1.  Open SPSS and retrieve jobratings.sav  (you may need to save the file to a memory device and then open it into SPSS).  This is file put together by a human resource consulting company  containing information on 389 regarding their jobs.  Each person’s job is rated by several variables such as the knowledge-education required.  Labels are provided for each variable.  The sum of these variables was used by the consultant to evaluate job importance-difficulty and relate it to salary.  Your job is to generate evidence so that these job rating variables can be evaluated.  The questions management would like to know are,

  i) are these job rating variables really capturing distinct characteristics of jobs or are they merely measuring similar attributes in a superficially complicated way?
 ii) can employees (as far as these ratings go) be lumped  into small number of groups, and if so, how many different groups are represented?

2.  Generate a Factor Analysis and a Cluster Analysis as evidence to answer these questionsq.
Use  (Analyze>Data Reduction>Factor) and make the following selections:

         Descriptives (select  "univariate descriptives" and “coefficients” under “correlation matrix”)
         Extraction (maximum likelihood)
         Scores (select “save factor scores matrix”)

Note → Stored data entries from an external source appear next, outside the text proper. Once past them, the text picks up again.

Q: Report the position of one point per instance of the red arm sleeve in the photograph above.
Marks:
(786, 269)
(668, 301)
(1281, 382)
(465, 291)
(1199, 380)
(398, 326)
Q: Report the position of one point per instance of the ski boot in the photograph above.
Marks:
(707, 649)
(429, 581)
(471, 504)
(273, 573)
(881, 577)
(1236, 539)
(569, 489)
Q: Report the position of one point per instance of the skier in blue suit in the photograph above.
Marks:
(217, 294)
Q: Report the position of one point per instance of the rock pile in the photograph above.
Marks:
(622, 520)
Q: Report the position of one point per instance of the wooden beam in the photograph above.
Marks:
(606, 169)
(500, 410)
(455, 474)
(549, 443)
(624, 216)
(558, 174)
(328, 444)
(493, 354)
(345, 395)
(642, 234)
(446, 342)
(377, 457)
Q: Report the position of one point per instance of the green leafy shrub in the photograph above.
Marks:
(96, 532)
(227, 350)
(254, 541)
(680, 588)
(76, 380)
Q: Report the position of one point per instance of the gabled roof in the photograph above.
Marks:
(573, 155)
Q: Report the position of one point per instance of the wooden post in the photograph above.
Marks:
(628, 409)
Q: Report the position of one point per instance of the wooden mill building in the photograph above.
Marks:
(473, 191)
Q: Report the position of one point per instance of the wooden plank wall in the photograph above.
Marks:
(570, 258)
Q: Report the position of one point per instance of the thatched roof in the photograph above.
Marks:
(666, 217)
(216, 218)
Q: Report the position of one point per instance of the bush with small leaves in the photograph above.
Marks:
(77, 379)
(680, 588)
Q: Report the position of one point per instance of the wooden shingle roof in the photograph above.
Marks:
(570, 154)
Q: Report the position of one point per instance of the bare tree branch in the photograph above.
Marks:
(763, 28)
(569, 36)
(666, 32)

For the Cluster Analysis use (Analyze>Classify>Two-Step Cluster) and make the following selections:
       Output (select "Create Cluster Membership Variable")

3.  Print the output.  On the back of the output or a separate sheet, briefly answer questions i) and ii) by making use of specific results from the factor analysis and cluster analysis.

[Remember, you can use SPSS Help as well as the “Results Coach” for assistance.]




Assignment
Objective: To gain “hands on” experience in producing stochastic simulations with statistical software and to gain familiarity with availability and features of statistical software.

PART I
1.  Design a simulation for a variable of your choosing.
    Write down a model (an equation or set of equations that determine outcomes of the variable). 
    Determine how the data values for the variables in the equation(s) are to be determined. 
    Make sure that at least one part of either the model or the data should is stochastic.   
2.  Using Excel or SPSS, generate simulated outcomes for at least 50 observations for the simulated variable.  Generate descriptive statistics and a histogram for the simulated variable.
3.  At the bottom of your output,  NEATLY write down the equations making up your model and identify the data or part of the model for which you generated stochastic values.